We still base spasticity management on rehabilitation and lesional surgical procedures. These techniques have been well-studied, and long-term follow-up data is available. However, we can still not treat the cause of the spasticity with any of these modalities, and advances in neuromodulation and genetic therapies are promising this in the future. In this chapter, the author describes the new developments in spasticity surgery. The focus is on advances in lesioning techniques, neuromodulation strategies-cerebral, spinal, and peripheral techniques-and genetic and stem cell research.
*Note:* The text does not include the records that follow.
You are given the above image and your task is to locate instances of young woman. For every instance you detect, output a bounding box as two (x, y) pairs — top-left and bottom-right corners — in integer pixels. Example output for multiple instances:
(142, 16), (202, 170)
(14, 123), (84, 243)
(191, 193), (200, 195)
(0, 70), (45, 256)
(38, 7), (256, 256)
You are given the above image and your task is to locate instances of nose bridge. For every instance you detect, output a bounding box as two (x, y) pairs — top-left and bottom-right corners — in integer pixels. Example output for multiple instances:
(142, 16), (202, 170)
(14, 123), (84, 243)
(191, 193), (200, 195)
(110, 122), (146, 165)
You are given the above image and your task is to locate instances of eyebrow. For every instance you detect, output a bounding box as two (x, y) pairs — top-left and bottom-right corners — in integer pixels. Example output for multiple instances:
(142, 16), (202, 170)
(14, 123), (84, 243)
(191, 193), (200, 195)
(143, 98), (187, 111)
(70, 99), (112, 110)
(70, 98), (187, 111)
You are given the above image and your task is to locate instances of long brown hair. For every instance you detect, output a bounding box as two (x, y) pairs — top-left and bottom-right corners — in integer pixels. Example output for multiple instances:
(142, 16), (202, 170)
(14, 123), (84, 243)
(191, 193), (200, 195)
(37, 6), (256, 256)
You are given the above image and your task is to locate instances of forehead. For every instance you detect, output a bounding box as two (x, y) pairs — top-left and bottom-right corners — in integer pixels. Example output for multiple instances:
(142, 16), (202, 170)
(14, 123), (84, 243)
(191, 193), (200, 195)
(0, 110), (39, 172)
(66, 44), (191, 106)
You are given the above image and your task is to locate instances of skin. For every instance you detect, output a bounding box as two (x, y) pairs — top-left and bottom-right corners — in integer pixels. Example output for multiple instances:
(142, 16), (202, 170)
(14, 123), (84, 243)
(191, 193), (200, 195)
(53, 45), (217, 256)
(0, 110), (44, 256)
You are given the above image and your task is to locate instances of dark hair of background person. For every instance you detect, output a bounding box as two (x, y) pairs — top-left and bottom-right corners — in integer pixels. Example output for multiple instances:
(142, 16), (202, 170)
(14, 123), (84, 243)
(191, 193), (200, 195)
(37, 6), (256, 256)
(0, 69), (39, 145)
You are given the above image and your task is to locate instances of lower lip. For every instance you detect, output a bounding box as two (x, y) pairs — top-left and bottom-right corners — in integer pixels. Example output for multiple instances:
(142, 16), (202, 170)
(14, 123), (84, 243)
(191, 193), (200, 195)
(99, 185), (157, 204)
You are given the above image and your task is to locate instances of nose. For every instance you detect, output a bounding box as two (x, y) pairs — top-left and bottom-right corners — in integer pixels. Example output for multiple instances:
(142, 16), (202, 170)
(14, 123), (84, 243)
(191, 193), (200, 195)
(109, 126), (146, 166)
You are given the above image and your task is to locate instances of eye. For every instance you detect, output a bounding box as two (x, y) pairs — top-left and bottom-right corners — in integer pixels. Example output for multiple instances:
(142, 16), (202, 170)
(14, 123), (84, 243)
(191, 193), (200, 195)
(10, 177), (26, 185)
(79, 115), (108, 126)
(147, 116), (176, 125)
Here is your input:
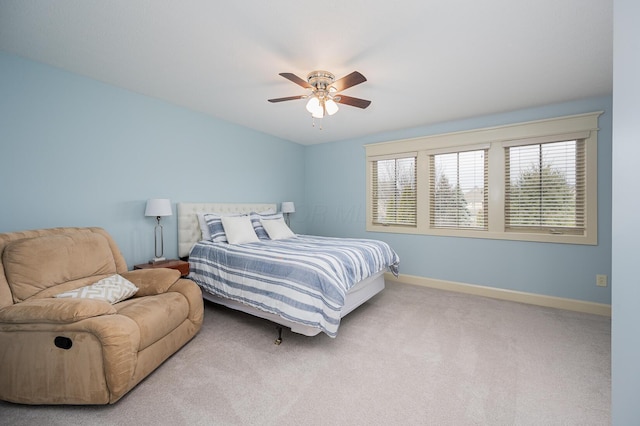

There is still no conclusive evidence showing better outcomes and improved long-term data than our current medication and lesion-based approach, but as the technology improves, this may change. We hope to reach a point where we aim to care for patients with spasticity at the individual cause of each person's spasticity and cure them.

痉挛手术的新进展。
我们仍然以康复和病变外科手术为基础进行痉挛治疗。这些技术已经得到了充分的研究,并且可以获得长期随访数据。然而,我们仍然不能用这些方法来治疗痉挛的原因,神经调节和基因治疗的进步在未来是有希望的。在本章中,作者描述了痉挛手术的新进展。重点是病变技术、神经调节策略(脑、脊髓和外周技术)以及遗传和干细胞研究的进展。目前还没有确凿的证据表明比我们目前的药物治疗和基于病变的方法有更好的结果和改善的长期数据,但随着技术的进步,这可能会改变。我们希望达到这样一个目标,即我们的目标是照顾痉挛患者,针对每个人痉挛的个体原因,并治愈他们。
本文章由计算机程序翻译,如有差异,请以英文原文为准。